In “When the multiverse and many-worlds collide” (New Scientist, 01 June 2011), Justin Mullins explains,
Two of the strangest ideas in modern physics – that the cosmos constantly splits into parallel universes in which every conceivable outcome of every event happens, and the notion that our universe is part of a larger multiverse – have been unified into a single theory. This solves a bizarre but fundamental problem in cosmology and has set physics circles buzzing with excitement, as well as some bewilderment.
Cosmologist Raphael Bousso at the University of California, Berkeley, accuses his community of “lying to ourselves,” by assuming that superpositions between particles (= here and there, both at once) eventually collapse into a single state. Maybe they don’t. Maybe information about one state leaks away, leaving only information about the other one.
If you can prevent it – by tracking all the information about all possible states – you can preserve the superposition.
This echoes the quantum Zeno effect – the watched elementary particle really doesn’t decohere. But bringing in many worlds and multiverses seems a radical way of resolving the quantum Zeno effect. Still, pressing on,
What Bousso and Susskind have done is to come up with an explanation for how the universe as a whole might decohere. Their trick is to think of the volume of space that encompasses all the information in our universe and everything it might possibly interact with in the future. In previous work, Susskind has dubbed this region a causal patch. The new idea is that our universe is just one causal patch among many others in a much bigger multiverse.
The leak of information from our causal patch causes the universe that we observe.

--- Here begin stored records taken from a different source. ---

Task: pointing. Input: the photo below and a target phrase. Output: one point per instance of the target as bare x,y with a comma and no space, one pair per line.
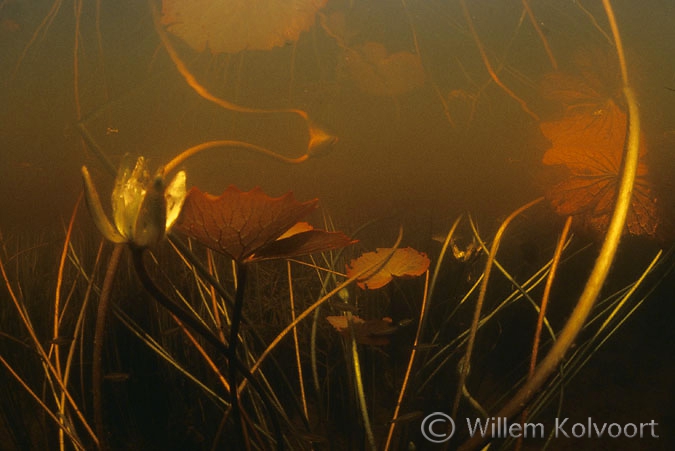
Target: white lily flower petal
175,196
128,196
96,210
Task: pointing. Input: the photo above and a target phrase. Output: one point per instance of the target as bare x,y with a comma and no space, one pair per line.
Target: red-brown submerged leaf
370,332
590,146
239,223
406,262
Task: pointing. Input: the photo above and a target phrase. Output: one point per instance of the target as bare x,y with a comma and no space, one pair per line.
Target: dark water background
398,157
395,154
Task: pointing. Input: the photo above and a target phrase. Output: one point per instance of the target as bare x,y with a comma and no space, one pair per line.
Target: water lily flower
144,207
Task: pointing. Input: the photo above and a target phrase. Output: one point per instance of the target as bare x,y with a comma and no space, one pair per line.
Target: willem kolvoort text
562,428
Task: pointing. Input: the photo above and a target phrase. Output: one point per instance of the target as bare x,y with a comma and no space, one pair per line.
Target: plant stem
209,336
242,272
99,336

So Bousso and Susskind also link their interpretation to “many worlds” theory, which, Mullins says, is newly popular in the last decade:
According to this strange idea, when a superposition of states occurs, the cosmos splits into multiple parallel but otherwise identical universes. In one universe we might see the cat survive and in another we see it die. This results in an infinite number of parallel universes in which every conceivable outcome of every event actually happens.
They have proposed a mathematical framework in which“the alternative realities of the many worlds interpretation are the additional causal patches that make up the multiverse.” Reaction is, of course, varied.
We also learned recently,
Physicists seeking to understand the deepest levels of reality now work within a framework largely of Susskind’s making. But a funny thing has happened along the way. Susskind now wonders whether physicists can understand reality.
Thought: If they were wrong, how could they know?